Diminuer les inégalités sociales, réduire les violences, améliorer l’assiduité des élèves… L’uniforme scolaire aurait de multiples vertus. C’est du moins ce que met en avant le gouvernement, qui a décidé de mettre en place une expérimentation sur la tenue unique. En tout, 87 établissements se sont pour l’instant portés volontaires, et la ville de Béziers est la première à tenter l’expérience à partir de ce lundi.

Mais qu’en est-il vraiment ? Que disent réellement les études faites sur le sujet en matière d'inégalités, de violence et de résultats scolaires ? On fait le point.

L’uniforme à l’école diminue-t-il les inégalités sociales ?

« Un enfant pauvre portant un uniforme reste un enfant pauvre », estime Michel Tondellier, sociologue, maître de conférences à l’Université des Antilles et auteur d’Uniforme scolaire à la Martinique, interroger l’évidence (Ed. L’Harmattan, janvier 2024). Car l’habit est loin d’être le seul marqueur de la position sociale. Des détails extérieurs, tels que le sac, le téléphone portable ou les bijoux sont autant d’indicateurs socio-économiques. « Il y a aussi les connaissances, la manière de s’exprimer, de se tenir », ajoute le sociologue. La tenue unique ne permettrait donc pas d’éradiquer les inégalités socio-économiques mais seulement d’en atténuer les aspects les plus visibles.

Certaines études qualitatives montrent toutefois des résultats positifs. « Le problème, c’est que ces sondages sont réalisés par des acteurs qui sont à l’initiative du port de l’uniforme, comme les chefs d’établissements », tempère Michel Tondellier.

Si en Martinique, chaque établissement définit son uniforme, le sociologue redoute le développement de cette idée à l’échelle nationale. « Ma crainte, c’est qu’on reproduise des inégalités entre les régions selon leur richesse. »

L’uniforme diminue-t-il les inégalités scolaires ?

La plus vaste étude regroupant des résultats statistiquement pertinents réalisée sur le sujet a été publiée en 1998 par le chercheur américain David Brunsma dans The Journal of Educational Research.
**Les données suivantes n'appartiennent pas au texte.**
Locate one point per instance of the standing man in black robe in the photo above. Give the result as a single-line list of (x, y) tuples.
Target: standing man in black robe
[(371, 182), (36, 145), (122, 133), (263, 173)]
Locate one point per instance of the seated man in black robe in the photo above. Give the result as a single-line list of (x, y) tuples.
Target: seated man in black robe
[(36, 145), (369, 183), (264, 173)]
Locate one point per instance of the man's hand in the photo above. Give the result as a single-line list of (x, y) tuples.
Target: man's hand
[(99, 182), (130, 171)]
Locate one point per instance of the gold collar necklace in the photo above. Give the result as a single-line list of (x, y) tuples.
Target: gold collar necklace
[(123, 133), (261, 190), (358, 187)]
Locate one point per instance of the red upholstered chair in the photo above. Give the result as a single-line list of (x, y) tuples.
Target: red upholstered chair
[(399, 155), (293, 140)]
En contrôlant tous les autres paramètres comme le genre, l’origine ethnique et l’origine sociale, cette étude montre que l’uniforme n’a aucun effet, que ce soit en école primaire, au collège ou au lycée. « D’un point de vue statistique, plusieurs études américaines rigoureuses montrent qu’il n’y a pas de meilleurs résultats dans les établissements dans lesquels les élèves portent l’uniforme confirme le sociologue. Il y aurait même un effet légèrement négatif selon Brunsma », ajoute Michel Tondellier.

Dans les années 2000, des statistiques nationales réalisées aux Etats-Unis en sont venues au même résultat. Une autre étude américaine de l’université d’Etat de l’Ohio, publiée en 2022 et réalisée sur un échantillon national représentatif de plus de 6.000 élèves d’écoles maternelle et primaire, montre que la tenue unique n’a pas ou peu d’effet sur leur assiduité. Toutefois, comme pour les inégalités sociales, les acteurs interrogés trouvent, eux, que l’uniforme permet d’obtenir de meilleurs résultats scolaires. Un ressenti qui ne repose sur aucune donnée statistique.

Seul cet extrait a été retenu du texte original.